Court orders Jimoh Ibrahim’s NICON to pay N1.7bn to Ecobank

Semiu Salami
Semiu Salami
Jimoh Ibrahim

A Federal High Court, Lagos, on Monday ordered NICON Group of Companies to pay the sum of N1.7bn debt it was owing Ecobank Nigeria Ltd.

Justice Chukwujeku Aneke, delivering judgment in a suit filed by Ecobank to compel NICON to pay its debt, held that NICON’s objection to the suit was “grossly unmeritorious”.

The court also ordered NICON to pay interest on the “cumulative indebtedness totalling N1,787,108,417.92″ at the rate of 30 per cent per annum from November 28l, 2013 to judgment day.

It ordered that the interest rate on the cumulative debt shall be 10 per cent per annum after judgment until the debt was fully liquidated.

Justice Aneke also awarded N100,000 as the cost of the litigation in favour of Ecobank.

The court ordered NICON to pay “the sum of N1,599,597,144.04 being the mutually agreed ad subsisting indebtedness of the defendant to the plaintiff as per plaintiff’s correspondence of April 5, 2012 endorsed and convenanted to by Barrister Jimoh Ibrahim, the defendant’s Chairman, prime mover, alter ego.

“Judgment in the sum of N187,511,273.91 being the accrued interest thereon on the mutually agreed sum from April 30, 2013 till November 27, 2013 at the rate of 20 per cent per annum.

“Interest on the cumulative indebtedness totalling N1,787,108,417.92 at the rate of 30 per cent per annum from November 28, 2013 till judgment (or sooner payment) and thereafter at the rate of 10 per cent per annum until the final liquidation of the judgment sum.

The bank had offered loan to NICON through a letter dated June 21, 2006. But NICON’s chairman, Jimoh Ibrahim, was said to have on April 5, 2012, agreed to pay the debt, before the bank approached the court for an order compelling the company to pay its debt on January 24, 2014.

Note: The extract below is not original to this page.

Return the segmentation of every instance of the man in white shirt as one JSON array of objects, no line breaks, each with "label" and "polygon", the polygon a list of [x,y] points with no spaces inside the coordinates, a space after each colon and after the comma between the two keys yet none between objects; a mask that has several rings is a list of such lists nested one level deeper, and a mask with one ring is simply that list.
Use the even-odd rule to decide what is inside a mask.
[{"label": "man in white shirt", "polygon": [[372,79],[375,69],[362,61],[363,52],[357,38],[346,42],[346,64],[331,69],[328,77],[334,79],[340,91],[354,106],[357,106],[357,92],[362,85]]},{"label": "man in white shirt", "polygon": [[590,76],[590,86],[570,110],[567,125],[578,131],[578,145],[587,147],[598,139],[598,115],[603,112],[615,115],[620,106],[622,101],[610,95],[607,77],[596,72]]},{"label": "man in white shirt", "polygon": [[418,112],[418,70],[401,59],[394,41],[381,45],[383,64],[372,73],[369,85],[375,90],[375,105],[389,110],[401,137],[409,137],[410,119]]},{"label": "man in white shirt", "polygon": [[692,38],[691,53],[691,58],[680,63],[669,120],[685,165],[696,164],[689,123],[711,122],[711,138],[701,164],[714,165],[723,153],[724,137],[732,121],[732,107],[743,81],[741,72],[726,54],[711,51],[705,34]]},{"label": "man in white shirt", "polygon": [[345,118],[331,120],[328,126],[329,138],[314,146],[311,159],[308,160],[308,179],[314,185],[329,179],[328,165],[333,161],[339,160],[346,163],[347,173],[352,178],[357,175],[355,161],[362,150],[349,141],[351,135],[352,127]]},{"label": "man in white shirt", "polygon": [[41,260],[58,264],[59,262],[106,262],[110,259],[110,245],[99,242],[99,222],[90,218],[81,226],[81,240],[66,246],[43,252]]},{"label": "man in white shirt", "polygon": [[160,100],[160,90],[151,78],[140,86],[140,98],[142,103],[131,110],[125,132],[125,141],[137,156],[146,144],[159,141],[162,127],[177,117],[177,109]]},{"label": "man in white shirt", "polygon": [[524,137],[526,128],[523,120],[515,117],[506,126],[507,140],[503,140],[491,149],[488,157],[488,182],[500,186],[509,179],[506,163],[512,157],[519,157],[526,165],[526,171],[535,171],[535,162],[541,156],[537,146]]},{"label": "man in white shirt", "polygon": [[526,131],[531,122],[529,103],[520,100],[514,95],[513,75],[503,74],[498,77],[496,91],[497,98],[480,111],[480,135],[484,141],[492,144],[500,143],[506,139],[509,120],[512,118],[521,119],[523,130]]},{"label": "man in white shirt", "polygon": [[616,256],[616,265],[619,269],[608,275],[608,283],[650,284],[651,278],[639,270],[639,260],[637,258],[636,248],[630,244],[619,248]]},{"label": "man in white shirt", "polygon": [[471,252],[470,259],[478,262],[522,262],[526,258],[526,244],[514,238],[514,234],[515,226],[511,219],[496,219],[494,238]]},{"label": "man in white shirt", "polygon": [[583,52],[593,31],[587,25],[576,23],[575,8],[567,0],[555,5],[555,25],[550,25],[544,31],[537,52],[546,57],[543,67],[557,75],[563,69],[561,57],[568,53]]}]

Ecobank’s lawyer, Kunle Ogunba (SAN), had asked the court to dismiss NICON’s preliminary objection to the suit which he instituted under Undefended List Procedure.

NICON’s counsel, Niyi Akintola (SAN), through his preliminary objection, contended that the court lacked jurisdiction to entertain the suit.

One of Akintola’s grounds of objection was that the claimant had filled the request agreement with respect to recourse to arbitration as stated in the offering agreement dated June 21, 2006.

Akintola also maintained that the court lacked jurisdiction because the subject matter of the suit did not fall within the exclusive jurisdiction of the court.

He argued that only the state High Court had jurisdiction over such matter.

But the court in its judgment, assumed jurisdiction over the matter, holding that the court had concurrent jurisdiction with the state High Court in banker customer relationship.

Justice Aneke added, “Similarly, the said agreement of April 5, 2012 currently regulating the relationship between parties did not make any provision for the parties to submit to arbitration nor in any other way whatsoever incorporated the terms of the arbitration clause in the now abandoned offer letter of June 21, 2006.

“Therefore, the defendant’s learned senior counsel’s argument that parties must have course to arbitration in accordance with the provisions of Section 5 of the Arbitration and Conciliation Act, Cap. A/S, Laws of the Federation of Nigeria, 2004 and as such this court must decline jurisdiction until recourse is made to arbitration as contained in the parties’ agreement is in my humble view totally unfounded and baseless as rightly submitted by the learned senior counsel for the plaintiff/respondent.

“In the result, the defendant/applicant’s notice of preliminary objection is grossly unmeritorious and same is hereby accordingly dismissed in its entirety.”